Physics Question Scene Graph: Fine-grained Evaluation of Physical Plausibility in Text-to-Video Generation
Researchers introduce Physics Question Scene Graph (PQSG), a new evaluation framework that uses vision-language models to assess whether AI-generated videos obey physical laws. The framework evaluates videos from models like Sora 2 and Veo 3 through hierarchical question graphs, revealing that closed-source models outperform open-source alternatives in physical realism.
Video generation models have achieved impressive visual fidelity, yet a fundamental gap persists: their inability to consistently respect basic physical laws. PQSG addresses this critical evaluation challenge by introducing a structured, granular assessment method. Rather than relying on binary pass/fail metrics, the framework generates context-aware questions organized as a logical dependency graph, enabling precise identification of which specific physical constraints are violated and where.

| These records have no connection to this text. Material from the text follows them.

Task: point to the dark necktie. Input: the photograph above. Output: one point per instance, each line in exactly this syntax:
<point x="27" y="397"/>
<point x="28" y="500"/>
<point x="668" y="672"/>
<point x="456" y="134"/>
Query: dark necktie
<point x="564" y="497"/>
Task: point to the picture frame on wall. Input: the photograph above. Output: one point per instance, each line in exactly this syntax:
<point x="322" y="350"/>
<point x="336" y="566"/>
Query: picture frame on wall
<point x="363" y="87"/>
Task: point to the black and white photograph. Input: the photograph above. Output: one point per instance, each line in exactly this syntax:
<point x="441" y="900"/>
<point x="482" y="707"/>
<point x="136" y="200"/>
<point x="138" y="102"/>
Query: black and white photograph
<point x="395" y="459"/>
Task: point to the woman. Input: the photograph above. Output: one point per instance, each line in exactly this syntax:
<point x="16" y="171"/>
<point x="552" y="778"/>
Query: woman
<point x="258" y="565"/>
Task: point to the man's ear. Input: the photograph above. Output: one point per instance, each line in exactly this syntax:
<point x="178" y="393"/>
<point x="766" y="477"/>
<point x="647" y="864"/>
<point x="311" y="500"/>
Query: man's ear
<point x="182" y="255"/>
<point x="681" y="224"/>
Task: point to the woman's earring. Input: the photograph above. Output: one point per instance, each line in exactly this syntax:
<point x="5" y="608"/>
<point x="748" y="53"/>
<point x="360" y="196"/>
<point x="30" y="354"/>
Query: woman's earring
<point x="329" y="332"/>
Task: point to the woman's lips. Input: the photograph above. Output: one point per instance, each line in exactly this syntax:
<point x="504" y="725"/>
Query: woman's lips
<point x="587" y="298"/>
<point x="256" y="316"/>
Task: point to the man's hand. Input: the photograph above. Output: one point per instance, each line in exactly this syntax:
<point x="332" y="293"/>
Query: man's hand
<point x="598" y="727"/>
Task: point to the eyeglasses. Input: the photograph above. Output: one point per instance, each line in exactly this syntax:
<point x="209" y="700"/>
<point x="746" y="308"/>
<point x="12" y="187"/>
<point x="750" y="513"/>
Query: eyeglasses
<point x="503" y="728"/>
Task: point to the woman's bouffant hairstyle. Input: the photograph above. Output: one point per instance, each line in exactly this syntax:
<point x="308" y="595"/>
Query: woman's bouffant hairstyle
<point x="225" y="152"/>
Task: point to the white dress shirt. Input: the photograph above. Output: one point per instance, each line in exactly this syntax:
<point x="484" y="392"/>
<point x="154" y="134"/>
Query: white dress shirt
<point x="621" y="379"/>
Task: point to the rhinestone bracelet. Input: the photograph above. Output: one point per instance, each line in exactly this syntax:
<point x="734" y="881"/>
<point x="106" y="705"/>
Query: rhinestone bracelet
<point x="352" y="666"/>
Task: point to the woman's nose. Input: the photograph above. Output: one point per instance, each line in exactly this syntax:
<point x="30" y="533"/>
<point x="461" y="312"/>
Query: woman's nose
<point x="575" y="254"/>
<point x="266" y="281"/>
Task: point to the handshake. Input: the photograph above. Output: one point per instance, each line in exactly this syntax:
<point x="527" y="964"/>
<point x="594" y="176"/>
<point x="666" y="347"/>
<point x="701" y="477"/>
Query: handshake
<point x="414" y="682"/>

This work emerges as video generation technology rapidly advances toward production use. Current models like Sora 2, Veo 3, and open-source alternatives like Wan struggle with scenarios requiring consistent physical reasoning—objects that should fall upward, liquids that defy gravity, or impossible interactions between entities. Without reliable evaluation methods, developers cannot systematically debug these failures, and researchers lack quantitative benchmarks for improvement.
The creation of FinePhyEval dataset represents a significant research contribution, pairing physics-based prompts with human annotations across multiple models. The finding that closed-source models significantly outrank Wan 2.1 on physical realism metrics suggests proprietary architectures or training procedures confer advantages in constraint satisfaction. This disparity may influence enterprise adoption decisions, where physical plausibility directly impacts applications in simulation, education, and visual effects.
Looking forward, PQSG's hierarchical question framework could become a standard evaluation methodology across the video generation industry. The benchmark reveals that while VLMs excel at generating human-like questions, answering them accurately remains challenging—pointing toward needed improvements in multimodal reasoning. As video models move toward real-world applications, systematic physical plausibility evaluation transforms from academic interest to practical necessity.
- →PQSG enables fine-grained evaluation of physical law adherence in AI-generated videos through hierarchical question graphs.
- →Closed-source models (Sora 2, Veo 3) demonstrate significantly higher physical realism than open-source alternative Wan 2.1.
- →FinePhyEval dataset provides the first large-scale benchmark for physics-based video generation assessment with human annotations.
- →Vision-language models can generate human-like evaluation questions but lag in accurately answering them, indicating reasoning gaps.
- →The framework localizes specific physical constraint violations, enabling targeted model improvements beyond holistic quality scores.